Минчит заговорил лишь после долгой паузы, — но тем большее впечатление произвел его ответ.

— Почти весь мир, — сказал он, — реальный мир… сейчас охвачен войной.

— А! Теперь я начинаю понимать! — воскликнул я. — Стало быть, одно воспоминание цепляется за другое?

— Да, — согласился доктор. — Мы переживаем сейчас великое и трагическое время. Теперь вы наконец можете взять себя в руки и взглянуть действительности в лицо.

— Так это реальный мир?

— Несомненно.

— Реальный мир! — повторил я. Тут я встал и подошел к окну; в его рамке виднелись высокие угрюмые здания величайшего из современных городов, озаренные багровым сиянием, и тысячи окон ярко горели, отражая закатные лучи.

— Теперь я начинаю понимать, — сказал я.

Минчит вопросительно посмотрел на меня.

— Я готов признать, что этот мир вполне реален. — При этих моих словах в глазах доктора блеснула радость. — Но я убежден, что остров Рэмполь тоже существует, — продолжал я, — и он где-то совсем близко. Знаете, доктор, что, в сущности говоря, представлял собою остров Рэмполь? Это и был реальный мир, проступавший сквозь туман моих иллюзий.

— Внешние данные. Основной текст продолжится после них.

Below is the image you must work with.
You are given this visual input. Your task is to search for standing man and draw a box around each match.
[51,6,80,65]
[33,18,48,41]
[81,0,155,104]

3. Снова бьют барабаны войны

Как это ни странно, я никогда не расспрашивал свою жену о том, какую жизнь она вела в Нью-Йорке и что привело ее к решению покончить с собой, к безумному шагу, в результате которого мы с ней сблизились. Меня всякий раз удерживало какое-то неприятное чувство, да, видно, и ей было тяжело об этом вспоминать.

В книге жизни, куда занесены все наши хорошие и дурные поступки, есть страницы, которые никогда не хочется вновь перечитывать. Я думаю, каждый со мной согласится. Кто из нас, перевалив за тридцать, любит вспоминать грехи своей юности, всякие безумства и позорные выходки?

Моя жена была прелестная, утонченная и благородная женщина, правда несколько вспыльчивая, капризная и порой склонная к безрассудству. Родилась Ровена в маленьком городишке Аллен-Лэй в штате Джорджия. Она убежала из отцовского дома. Была она отпрыском бедной семьи Эверет, но отец ее принадлежал к довольно знатному роду Нисбет. Родители воспитывали дочь в старозаветном протестантском духе, но их убедили отдать ее в колледж Рейда в Кеппарде. У нее рано развилась ненасытная любознательность и любовь к чтению. Она проглатывала все книги, какие попадались ей под руку, и, когда подросла, из нее получился настоящий бунтарь. Она была умна и очень способна, а интеллектуальный уровень в Кеппарде весьма невысок. Чувствуя свое превосходство и окруженная преклонением, какое в моде у галантных южан, она слишком возомнила о себе и вообразила, что призвана повелевать людьми и ей предстоит великое будущее.